Spence - Left you an opening there about not playing with a full deck of cards.

"If we knew what it was we were doing, it would not be called research, would it?"
-Albert Einstein
OldredbarnJuly 21st, 2014, 5:45 pm
Novi, MI

Posts: 2589
Spence - Left you an opening there about not playing with a full deck of cards.


Mark...We all are suspect on this site! :) Bug obsessed, every damn one of us!

See my latest post...Pre-western trip...Need I say more?

Spence
"Even when my best efforts fail it's a satisfying challenge, and that, after all, is the essence of fly fishing." -Chauncy Lively

"Envy not the man who lives beside the river, but the man the river flows through." Joseph T Heywood
EntomanJuly 21st, 2014, 9:00 pm
Site Editor
Northern CA & ID

Posts: 2604
Mark,

Perhaps you're right about the tails. Should have mentioned that I was quoting Zloty about their taxonomic significance. Personally, I haven't a clue... :)

Hey Eric - Didn't we look at a few of yours that left us puzzled a few years ago?
"It's not that I find fishing so important, it's just that I find all other endeavors of Man equally unimportant... And not nearly as much fun!" Robert Traver, Anatomy of a Fisherman
CrepuscularJuly 21st, 2014, 9:38 pm
Boiling Springs, PA

Posts: 917
Hey Eric - Didn't we look at a few of yours that left us puzzled a few years ago?


Yeah I think so. I can't remember but I think
It may have been Ameletus ludens. http://www.troutnut.com/topic/7836/Ameletus#35552
EntomanJuly 21st, 2014, 10:22 pm
Site Editor
Northern CA & ID

Posts: 2604
Yep, that's the one! What a beauty.
"It's not that I find fishing so important, it's just that I find all other endeavors of Man equally unimportant... And not nearly as much fun!" Robert Traver, Anatomy of a Fisherman
MillcreekJuly 23rd, 2014, 12:35 am
Healdsburg, CA

Posts: 326
Eric - That is a little beauty.
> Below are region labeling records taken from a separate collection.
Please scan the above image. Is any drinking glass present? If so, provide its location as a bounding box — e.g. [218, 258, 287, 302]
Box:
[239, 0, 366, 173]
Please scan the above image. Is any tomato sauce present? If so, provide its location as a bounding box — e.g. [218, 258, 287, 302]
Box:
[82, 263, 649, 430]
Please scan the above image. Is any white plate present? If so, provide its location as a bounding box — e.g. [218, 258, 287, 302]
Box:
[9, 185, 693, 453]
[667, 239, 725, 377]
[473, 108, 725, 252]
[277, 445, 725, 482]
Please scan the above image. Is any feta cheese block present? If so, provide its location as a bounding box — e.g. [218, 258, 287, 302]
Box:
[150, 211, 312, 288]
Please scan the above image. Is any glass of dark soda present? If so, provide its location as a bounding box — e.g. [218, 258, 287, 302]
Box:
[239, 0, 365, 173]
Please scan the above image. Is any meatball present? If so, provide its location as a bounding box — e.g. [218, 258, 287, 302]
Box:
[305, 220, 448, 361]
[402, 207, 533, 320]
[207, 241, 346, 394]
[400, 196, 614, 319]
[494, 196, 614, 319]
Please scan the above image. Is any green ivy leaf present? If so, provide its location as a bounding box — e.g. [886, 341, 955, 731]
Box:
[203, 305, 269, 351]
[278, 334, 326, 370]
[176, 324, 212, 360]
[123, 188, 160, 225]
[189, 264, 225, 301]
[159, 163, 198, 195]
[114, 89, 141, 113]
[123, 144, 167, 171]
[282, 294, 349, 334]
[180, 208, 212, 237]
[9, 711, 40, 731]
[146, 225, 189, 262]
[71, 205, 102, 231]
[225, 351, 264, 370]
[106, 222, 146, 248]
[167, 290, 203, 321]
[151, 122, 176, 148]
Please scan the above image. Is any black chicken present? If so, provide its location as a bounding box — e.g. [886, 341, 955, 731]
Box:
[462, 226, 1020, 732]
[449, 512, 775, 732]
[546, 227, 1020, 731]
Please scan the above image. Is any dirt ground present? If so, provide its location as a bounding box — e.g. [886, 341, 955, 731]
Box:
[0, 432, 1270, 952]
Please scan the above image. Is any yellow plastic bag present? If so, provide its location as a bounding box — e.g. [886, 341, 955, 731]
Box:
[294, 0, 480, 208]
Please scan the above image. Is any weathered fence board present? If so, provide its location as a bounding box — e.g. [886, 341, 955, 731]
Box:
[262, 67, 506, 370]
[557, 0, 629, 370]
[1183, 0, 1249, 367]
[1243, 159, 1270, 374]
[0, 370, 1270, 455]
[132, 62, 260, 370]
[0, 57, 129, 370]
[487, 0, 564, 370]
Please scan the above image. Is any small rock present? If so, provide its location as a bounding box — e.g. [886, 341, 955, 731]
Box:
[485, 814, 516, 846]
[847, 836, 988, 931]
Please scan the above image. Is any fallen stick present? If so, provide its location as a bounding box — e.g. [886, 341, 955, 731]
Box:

Was it in a tank or were the photos taken underwater?

To all - I went back to Zloty and Pritchard and using their key for Alberta Ameletus nymphs I come up with;

#1 - Ameletus velox

#2 - Ameletus subnotatus

#3 - Ameletus validus

Some differences in maculation but the nymphs vary according to how mature they are and also to a certain extent in mature nymphs I've collected. Plus we're not in Alberta.

Mouthparts and presence or absence of serrations on the margins of the sternites and posterolateral spines or absence of them all matched. Would I bet the farm on it? No, but given the info I have the IDs seem probable.

Mark
"If we knew what it was we were doing, it would not be called research, would it?"
-Albert Einstein
CrepuscularJuly 25th, 2014, 7:34 am
Boiling Springs, PA

Posts: 917
Eric - That is a little beauty. Was it in a tank or were the photos taken underwater?


I have a very small tank set up for underwater photography of live specimens.